Protecting Your Personal Information

Your personal information is a valuable asset that you must safeguard to prevent identity theft and other forms of fraud. With just some basic details such as your name, date of birth, address, myGov information or tax file number (TFN), thieves can wreak havoc on your financial and personal life. Therefore, it is crucial to take steps to protect your personal information and keep it safe from prying eyes.

One important measure to protect your personal information is shredding or destroying sensitive documents, including old tax returns, bills, bank statements, credit card offers and other records containing personal information. Shredding these documents before discarding them can prevent thieves from rummaging through your trash and obtaining your personal details. 

However, it’s important to note that there are certain documents that you need to retain for a certain period of time for legal and tax purposes. As an individual taxpayer in Australia, you must keep tax records for 5 years from the date of lodgment of your tax return. For instance, if you lodged your 2017 tax return with the Australian Taxation Office (ATO) on July 15, 2017, you must retain the relevant information until July 15, 2022.

Similarly, if you are a business owner, there are specific requirements for retaining financial records. For example, companies, trusts, partnerships, and businesses are generally required to keep documents such as receipts, invoices, bank statements, and records of levies for a period of 7 years. Additionally, communication sent and received by owners, corporations and strata committees, including emails, documents, meeting minutes, and signed contracts, should also be retained for 7 years from the date of lodgment.

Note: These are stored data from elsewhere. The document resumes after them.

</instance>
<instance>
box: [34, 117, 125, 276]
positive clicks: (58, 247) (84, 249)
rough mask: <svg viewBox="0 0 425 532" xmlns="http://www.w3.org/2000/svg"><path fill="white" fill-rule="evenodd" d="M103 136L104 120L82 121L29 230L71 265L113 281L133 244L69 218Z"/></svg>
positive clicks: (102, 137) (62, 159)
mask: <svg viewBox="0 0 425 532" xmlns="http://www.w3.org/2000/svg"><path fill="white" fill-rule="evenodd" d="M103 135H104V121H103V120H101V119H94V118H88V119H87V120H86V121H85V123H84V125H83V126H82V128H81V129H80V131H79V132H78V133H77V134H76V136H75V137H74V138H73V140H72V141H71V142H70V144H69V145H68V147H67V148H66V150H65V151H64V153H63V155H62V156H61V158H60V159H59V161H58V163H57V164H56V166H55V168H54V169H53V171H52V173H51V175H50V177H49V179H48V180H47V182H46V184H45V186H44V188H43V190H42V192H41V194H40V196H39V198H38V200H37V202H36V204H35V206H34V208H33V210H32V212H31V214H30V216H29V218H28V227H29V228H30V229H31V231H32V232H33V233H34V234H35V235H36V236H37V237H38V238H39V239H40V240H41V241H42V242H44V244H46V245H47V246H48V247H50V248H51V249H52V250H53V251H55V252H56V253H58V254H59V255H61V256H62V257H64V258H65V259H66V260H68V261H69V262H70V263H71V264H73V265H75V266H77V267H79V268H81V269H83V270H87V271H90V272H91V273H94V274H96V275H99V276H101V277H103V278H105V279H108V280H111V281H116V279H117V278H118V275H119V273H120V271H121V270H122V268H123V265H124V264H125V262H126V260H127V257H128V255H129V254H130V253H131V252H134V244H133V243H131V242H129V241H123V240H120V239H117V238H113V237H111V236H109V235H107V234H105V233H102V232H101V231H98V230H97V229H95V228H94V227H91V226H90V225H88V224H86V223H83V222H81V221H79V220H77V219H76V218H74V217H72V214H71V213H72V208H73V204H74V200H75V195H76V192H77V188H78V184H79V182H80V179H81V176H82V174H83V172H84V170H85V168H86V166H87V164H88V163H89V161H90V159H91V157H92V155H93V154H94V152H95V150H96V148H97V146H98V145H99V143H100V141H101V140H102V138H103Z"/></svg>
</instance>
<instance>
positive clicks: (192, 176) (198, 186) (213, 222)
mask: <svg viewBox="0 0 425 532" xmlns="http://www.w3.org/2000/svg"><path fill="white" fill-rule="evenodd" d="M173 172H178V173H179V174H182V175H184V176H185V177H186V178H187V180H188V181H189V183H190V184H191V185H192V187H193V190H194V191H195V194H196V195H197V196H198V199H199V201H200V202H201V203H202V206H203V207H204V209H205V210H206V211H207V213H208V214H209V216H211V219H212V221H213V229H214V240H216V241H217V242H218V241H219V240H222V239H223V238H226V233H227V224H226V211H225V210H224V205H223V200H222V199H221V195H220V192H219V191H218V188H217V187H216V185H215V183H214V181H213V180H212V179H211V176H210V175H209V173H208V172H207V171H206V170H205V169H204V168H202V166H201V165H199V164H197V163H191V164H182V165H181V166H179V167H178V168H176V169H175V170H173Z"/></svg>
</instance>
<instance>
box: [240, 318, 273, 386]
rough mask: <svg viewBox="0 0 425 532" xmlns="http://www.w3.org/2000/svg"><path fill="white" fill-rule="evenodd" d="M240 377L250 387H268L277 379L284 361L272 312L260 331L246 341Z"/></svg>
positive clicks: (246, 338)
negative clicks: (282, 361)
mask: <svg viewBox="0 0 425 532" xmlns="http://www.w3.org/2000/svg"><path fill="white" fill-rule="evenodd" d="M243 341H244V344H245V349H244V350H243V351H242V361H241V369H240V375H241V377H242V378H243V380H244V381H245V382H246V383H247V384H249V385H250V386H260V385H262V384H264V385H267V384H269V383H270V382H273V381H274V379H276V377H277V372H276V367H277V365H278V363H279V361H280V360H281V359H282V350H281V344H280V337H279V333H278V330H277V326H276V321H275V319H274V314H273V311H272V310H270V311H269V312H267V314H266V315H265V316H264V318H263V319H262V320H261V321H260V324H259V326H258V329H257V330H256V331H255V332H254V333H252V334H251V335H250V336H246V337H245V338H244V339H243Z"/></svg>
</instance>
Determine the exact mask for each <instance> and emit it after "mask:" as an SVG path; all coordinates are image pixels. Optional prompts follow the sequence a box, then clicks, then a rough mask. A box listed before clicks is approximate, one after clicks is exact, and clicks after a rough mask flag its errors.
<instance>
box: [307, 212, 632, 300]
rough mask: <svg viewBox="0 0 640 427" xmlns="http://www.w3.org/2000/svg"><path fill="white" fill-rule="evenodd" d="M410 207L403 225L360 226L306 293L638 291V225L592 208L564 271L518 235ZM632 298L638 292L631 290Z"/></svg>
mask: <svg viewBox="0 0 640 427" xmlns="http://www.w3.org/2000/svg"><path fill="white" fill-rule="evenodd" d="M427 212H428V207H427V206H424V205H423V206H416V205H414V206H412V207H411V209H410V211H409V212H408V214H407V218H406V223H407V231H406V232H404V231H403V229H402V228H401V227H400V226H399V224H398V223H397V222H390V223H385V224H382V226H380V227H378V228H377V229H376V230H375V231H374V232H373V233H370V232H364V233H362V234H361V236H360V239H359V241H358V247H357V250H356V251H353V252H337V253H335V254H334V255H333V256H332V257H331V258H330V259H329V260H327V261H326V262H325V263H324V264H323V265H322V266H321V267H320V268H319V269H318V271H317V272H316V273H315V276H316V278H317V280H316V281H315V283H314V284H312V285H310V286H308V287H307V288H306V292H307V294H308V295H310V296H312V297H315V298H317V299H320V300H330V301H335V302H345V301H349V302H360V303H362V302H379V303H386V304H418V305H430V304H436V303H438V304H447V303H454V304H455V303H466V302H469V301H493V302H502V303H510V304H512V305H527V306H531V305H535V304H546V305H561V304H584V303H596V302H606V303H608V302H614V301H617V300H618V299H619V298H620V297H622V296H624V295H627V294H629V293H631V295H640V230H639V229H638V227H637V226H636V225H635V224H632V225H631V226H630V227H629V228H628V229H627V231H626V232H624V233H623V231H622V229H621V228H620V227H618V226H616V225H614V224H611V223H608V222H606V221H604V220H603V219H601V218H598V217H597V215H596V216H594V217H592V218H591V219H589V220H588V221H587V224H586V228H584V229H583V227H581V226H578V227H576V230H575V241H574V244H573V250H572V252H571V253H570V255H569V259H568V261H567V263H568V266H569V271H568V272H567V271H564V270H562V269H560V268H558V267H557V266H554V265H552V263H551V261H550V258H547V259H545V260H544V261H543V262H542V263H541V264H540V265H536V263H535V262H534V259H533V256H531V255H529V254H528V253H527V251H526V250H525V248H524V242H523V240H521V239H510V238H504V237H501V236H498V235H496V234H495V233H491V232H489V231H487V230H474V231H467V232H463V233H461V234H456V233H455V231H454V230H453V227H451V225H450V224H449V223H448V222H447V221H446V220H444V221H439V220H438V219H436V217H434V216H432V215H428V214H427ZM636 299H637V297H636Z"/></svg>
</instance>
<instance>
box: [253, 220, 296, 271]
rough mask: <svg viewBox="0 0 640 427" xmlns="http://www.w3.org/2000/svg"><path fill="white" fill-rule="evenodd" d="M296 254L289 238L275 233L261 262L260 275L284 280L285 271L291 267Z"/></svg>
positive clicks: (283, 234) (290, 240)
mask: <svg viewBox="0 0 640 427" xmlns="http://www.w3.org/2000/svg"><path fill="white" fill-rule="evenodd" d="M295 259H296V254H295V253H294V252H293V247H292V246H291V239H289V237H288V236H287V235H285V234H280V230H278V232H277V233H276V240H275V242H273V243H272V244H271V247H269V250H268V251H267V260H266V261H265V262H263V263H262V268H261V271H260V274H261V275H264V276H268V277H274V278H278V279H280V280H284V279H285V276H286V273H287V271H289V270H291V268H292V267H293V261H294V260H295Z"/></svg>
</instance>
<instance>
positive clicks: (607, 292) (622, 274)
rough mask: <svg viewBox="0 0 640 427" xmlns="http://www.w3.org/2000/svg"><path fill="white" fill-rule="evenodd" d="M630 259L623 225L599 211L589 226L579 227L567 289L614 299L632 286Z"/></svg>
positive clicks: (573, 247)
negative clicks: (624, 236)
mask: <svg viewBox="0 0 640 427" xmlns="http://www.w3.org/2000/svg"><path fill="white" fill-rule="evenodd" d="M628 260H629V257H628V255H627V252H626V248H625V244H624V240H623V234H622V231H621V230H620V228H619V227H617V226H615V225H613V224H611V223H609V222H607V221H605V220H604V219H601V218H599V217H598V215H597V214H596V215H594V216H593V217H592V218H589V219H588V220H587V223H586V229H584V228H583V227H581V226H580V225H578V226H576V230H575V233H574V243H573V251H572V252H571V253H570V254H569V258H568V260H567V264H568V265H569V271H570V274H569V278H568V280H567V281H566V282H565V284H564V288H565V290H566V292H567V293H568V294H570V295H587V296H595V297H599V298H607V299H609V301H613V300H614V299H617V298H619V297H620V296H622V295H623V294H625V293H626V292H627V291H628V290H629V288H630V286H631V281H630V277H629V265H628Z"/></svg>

In addition to legal requirements, regulatory bodies such as the Australian Securities & Investments Commission (ASIC) also have regulations for companies to retain and keep certain records for several years. This includes financial records, audit reports and other relevant documents.

The ATO recommends the following support numbers to obtain guidance and advice if necessary:

ID Care –

ph: 1800 595 170 (Quote ATO21-IDC to obtain free advice)

ACSC – Cybersecurity Centre

ph: 1300 292 371.

Apart from document retention, being cautious about sharing personal information online is essential. Be wary of sharing sensitive information on social media or other online platforms, and only provide personal details to reputable and trusted websites. In addition, use strong and unique passwords for your online accounts and enable multi-factor authentication wherever possible for an extra layer of security.

Furthermore, be cautious of unsolicited emails, phone calls or messages that request your personal information. Be sceptical of requests for personal information, even if they claim to be from legitimate organisations. Always verify the authenticity of such requests through official channels before providing any information.

By being proactive and protecting your personal information, you can safeguard your identity and prevent falling victim to identity theft or fraud. Remember, prevention is always better than a cure when it comes to protecting your personal information. So stay vigilant and prioritise the security of your personal information at all times.